INSTANT PLACES : CANADA CODE : 2009/2010
GENERATIVE PROGRAM :: INSTALLATION :: VIDEO SAMPLES
The installation computer generates widescreen images and accompanying five-point surround sound compositions. Each sequence begins in silence with the screen faded to black. The program chooses at random four images and a sound file from a database of images and sounds we recorded across Canada, and begins the generating process: sounds and images fade up, are transformed over a two-minute sequence, and fade back down to prepare for a new sequence.
As the sequences exist only as the output of processes that occur in the moment of generation the viewer experiences a series of audiovisual events that have never happened before and will never happen again
.

Video

The source for the video transforms is over 2000 still images we recorded at locations across Canada. The program chooses four images to transform over each two-minute sequence. It looks for areas of light and dark and specific colours within the images; these areas become windows that reveal underlying image layers as the sequence unfolds.

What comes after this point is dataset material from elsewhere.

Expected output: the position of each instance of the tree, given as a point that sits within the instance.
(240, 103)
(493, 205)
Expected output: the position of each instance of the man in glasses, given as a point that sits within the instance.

None of those four images will be chosen again until all 2000 have appeared in a sequence. In the continuously running program it takes about three days for a specific image to appear again.

Audio

Many of the source sounds are recordings of musical instruments we found at locations across Canada:
— a pennywhistle played in WW II concrete bunker in St Johns
— a piano in a living room Northwest River Labrador
— an antique zither found in Smithers BC

The location recordings were transformed during performances across at artist run centres, libraries, and schools across Canada, as well as a three-hour live to air performance on community FM radio in the Jean Talon neighbourhood in Montreal.

We recorded these performances and edited them into audio files around four minutes in length. The computer program chooses at random one of these sound files and a starting place within the file, and creates the surround sound score for a sequence by reworking about 14 seconds of the audio over the two-minute sequence.